Mar 4, 2006 at 4:18 AM Post #14 of 15

Teerawit

Headphoneus Supremus
Joined
Mar 21, 2005
Posts
3,988
Likes
11
Quote:

Originally Posted by fewtch
Maybe I should leave the cover off...
tongue.gif



How about some translucent acrylic panels?
tongue.gif
 
Mar 4, 2006 at 4:54 AM Post #15 of 15

AtomBoy

100+ Head-Fier
Joined
Apr 22, 2005
Posts
121
Likes
0
Quote:

Originally Posted by fewtch
...Lots of 'audiophiles' go for pretty looking gear, and likely because good looking gear tends to sound better (because it looks better). Not that everyone would acknowledge that, nor am I saying that it holds true for everyone either.

There's so much variety in the way people react to things that I suspect consciously "planning for one's own sonic deception" would be very difficult.

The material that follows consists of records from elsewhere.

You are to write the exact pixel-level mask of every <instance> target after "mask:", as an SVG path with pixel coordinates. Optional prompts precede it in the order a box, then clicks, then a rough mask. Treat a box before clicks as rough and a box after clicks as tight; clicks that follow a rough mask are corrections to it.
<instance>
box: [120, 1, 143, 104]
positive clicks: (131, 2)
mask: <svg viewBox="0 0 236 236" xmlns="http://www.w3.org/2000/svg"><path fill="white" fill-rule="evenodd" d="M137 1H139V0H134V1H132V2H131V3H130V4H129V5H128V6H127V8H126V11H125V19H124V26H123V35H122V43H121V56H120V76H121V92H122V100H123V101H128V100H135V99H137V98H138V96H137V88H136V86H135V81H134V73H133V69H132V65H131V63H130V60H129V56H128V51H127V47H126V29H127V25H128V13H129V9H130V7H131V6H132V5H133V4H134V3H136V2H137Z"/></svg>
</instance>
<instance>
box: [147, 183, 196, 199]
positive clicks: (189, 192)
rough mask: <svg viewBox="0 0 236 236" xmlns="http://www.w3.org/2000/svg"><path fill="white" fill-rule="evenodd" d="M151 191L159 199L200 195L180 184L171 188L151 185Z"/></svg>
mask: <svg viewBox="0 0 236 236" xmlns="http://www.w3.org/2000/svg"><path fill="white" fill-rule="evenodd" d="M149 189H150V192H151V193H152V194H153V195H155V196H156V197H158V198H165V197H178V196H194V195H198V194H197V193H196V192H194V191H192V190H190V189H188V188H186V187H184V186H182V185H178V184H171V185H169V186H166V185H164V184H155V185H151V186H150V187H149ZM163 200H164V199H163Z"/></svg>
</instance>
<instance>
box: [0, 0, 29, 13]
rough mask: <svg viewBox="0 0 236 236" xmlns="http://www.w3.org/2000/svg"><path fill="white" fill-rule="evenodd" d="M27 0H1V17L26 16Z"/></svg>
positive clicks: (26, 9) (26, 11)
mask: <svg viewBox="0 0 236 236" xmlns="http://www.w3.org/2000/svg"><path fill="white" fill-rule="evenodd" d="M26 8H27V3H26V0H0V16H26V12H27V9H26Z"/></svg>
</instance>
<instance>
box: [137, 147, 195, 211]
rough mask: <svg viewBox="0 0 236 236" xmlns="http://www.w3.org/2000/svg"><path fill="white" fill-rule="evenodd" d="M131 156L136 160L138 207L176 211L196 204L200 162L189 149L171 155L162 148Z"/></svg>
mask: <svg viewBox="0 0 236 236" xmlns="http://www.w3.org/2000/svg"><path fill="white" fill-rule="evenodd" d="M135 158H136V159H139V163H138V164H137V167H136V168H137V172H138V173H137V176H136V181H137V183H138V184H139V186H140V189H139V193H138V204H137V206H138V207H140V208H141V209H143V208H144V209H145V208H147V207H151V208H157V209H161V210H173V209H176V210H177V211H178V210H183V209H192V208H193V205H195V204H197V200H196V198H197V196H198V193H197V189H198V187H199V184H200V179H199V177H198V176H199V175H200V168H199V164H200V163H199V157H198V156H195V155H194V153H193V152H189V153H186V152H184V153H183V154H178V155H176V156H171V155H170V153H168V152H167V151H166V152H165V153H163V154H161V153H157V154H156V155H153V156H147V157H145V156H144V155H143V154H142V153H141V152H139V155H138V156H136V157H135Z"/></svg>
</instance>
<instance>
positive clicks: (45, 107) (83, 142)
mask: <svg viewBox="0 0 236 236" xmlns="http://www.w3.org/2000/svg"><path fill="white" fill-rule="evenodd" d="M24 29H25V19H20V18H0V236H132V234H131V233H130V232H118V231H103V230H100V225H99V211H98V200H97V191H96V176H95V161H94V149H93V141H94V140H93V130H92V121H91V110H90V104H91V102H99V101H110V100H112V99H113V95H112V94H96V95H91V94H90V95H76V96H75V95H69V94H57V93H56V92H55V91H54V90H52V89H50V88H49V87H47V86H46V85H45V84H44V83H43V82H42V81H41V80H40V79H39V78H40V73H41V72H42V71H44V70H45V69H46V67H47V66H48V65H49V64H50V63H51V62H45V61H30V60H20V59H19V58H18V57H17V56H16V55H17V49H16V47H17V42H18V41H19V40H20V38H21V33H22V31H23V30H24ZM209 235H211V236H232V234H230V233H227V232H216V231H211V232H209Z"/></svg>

Far easier (and probably better) to leave it to happen subconsciously... ...



I maintain that everyone's senses can be 'fooled' by their expectations to some extent.

It seems very common to expect expensive stuff to sound better. This might be a rational expectation normally, but I'm sure we all have our own favorite examples where its just not true. When we see someone insisting that these magic beans have brought their system to new heights of sonic purity we might think they are liars or nuts, but they have convinced their subconscious that the beans really do work- and they do- in their heads- but its still a 'real' effect! (See study in original post.)

I am also positive from my own experience that we can reprogram ourselves. If you can honestly examine your expectations- you can change them. Instead of the expensive magic beans, tell yourself that some blue paint will work better. The funny thing is- you don't even have to believe it! You're not trying to fool your rational self. You're trying to fool your subconscious- and its like a kid who will believe almost anything!

I think what would be most dificult would be to eliminate all prejudice and expectation and become a perfect scientific instrument.